If you want to count multiple items, use Counter, which only does n total checks.
ANSWER 2
Score 2443
Use Counter if you are using Python 2.7 or 3.x and you want the number of occurrences for each element:
>>> from collections import Counter
>>> z = ['blue', 'red', 'blue', 'yellow', 'blue', 'red']
>>> Counter(z)
Counter({'blue': 3, 'red': 2, 'yellow': 1})
ANSWER 3
Score 372
Counting the occurrences of one item in a list
For counting the occurrences of just one list item you can use count()
>>> l = ["a","b","b"]
>>> l.count("a")
1
>>> l.count("b")
2
Counting the occurrences of all items in a list is also known as "tallying" a list, or creating a tally counter.
Counting all items with count()
To count the occurrences of items in l one can simply use a list comprehension and the count() method
[[x,l.count(x)] for x in set(l)]
(or similarly with a dictionary dict((x,l.count(x)) for x in set(l)))
Example:
>>> l = ["a","b","b"]
>>> [[x,l.count(x)] for x in set(l)]
[['a', 1], ['b', 2]]
>>> dict((x,l.count(x)) for x in set(l))
{'a': 1, 'b': 2}
Counting all items with Counter()
Alternatively, there's the faster Counter class from the collections library
Counter(l)
Example:
>>> l = ["a","b","b"]
>>> from collections import Counter
>>> Counter(l)
Counter({'b': 2, 'a': 1})
How much faster is Counter?
I checked how much faster Counter is for tallying lists.
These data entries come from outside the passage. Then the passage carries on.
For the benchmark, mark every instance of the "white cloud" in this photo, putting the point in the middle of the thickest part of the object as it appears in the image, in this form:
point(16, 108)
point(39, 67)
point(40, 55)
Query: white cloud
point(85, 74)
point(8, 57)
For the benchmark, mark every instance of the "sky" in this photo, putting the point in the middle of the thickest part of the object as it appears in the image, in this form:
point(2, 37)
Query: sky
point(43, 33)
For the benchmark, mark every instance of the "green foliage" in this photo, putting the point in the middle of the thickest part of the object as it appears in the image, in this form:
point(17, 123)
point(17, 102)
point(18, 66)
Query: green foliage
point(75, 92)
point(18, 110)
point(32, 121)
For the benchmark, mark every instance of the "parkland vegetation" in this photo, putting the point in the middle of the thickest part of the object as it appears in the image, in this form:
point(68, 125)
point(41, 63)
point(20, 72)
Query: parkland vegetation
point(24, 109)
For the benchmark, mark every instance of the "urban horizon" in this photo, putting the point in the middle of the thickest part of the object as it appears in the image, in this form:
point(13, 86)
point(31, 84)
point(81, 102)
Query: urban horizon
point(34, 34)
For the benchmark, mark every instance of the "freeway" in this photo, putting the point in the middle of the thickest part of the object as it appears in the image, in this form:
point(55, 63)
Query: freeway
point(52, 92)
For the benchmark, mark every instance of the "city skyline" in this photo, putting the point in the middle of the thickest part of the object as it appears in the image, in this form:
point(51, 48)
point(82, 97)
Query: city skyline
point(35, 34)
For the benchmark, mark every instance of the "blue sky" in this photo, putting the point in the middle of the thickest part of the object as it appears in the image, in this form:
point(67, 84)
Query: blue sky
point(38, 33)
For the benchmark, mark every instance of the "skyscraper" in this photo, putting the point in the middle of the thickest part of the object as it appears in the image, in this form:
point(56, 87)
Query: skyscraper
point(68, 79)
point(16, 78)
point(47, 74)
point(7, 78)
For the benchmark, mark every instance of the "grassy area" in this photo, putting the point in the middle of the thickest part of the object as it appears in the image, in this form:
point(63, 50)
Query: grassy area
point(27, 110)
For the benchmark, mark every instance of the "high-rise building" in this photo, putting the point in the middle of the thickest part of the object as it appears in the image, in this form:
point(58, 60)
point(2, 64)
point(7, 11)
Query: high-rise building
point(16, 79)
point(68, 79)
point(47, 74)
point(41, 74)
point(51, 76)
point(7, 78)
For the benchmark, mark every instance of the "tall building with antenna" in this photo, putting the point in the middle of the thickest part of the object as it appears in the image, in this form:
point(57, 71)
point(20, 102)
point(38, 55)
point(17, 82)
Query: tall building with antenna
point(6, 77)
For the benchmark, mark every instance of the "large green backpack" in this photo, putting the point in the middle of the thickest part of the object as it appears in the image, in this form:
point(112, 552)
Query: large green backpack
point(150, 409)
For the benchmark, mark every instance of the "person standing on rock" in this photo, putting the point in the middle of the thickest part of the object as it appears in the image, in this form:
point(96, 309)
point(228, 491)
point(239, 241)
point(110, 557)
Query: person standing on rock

I tried both methods out with a few values of n and it appears that Counter is faster by a constant factor of approximately 2.
Here is the script I used:
from __future__ import print_function
import timeit
t1=timeit.Timer('Counter(l)', \
'import random;import string;from collections import Counter;n=1000;l=[random.choice(string.ascii_letters) for x in range(n)]'
)
t2=timeit.Timer('[[x,l.count(x)] for x in set(l)]',
'import random;import string;n=1000;l=[random.choice(string.ascii_letters) for x in range(n)]'
)
print("Counter(): ", t1.repeat(repeat=3,number=10000))
print("count(): ", t2.repeat(repeat=3,number=10000)
And the output:
Counter(): [0.46062711701961234, 0.4022796869976446, 0.3974247490405105]
count(): [7.779430688009597, 7.962715800967999, 8.420845870045014]
ANSWER 4
Score 91
Another way to get the number of occurrences of each item, in a dictionary:
dict((i, a.count(i)) for i in a)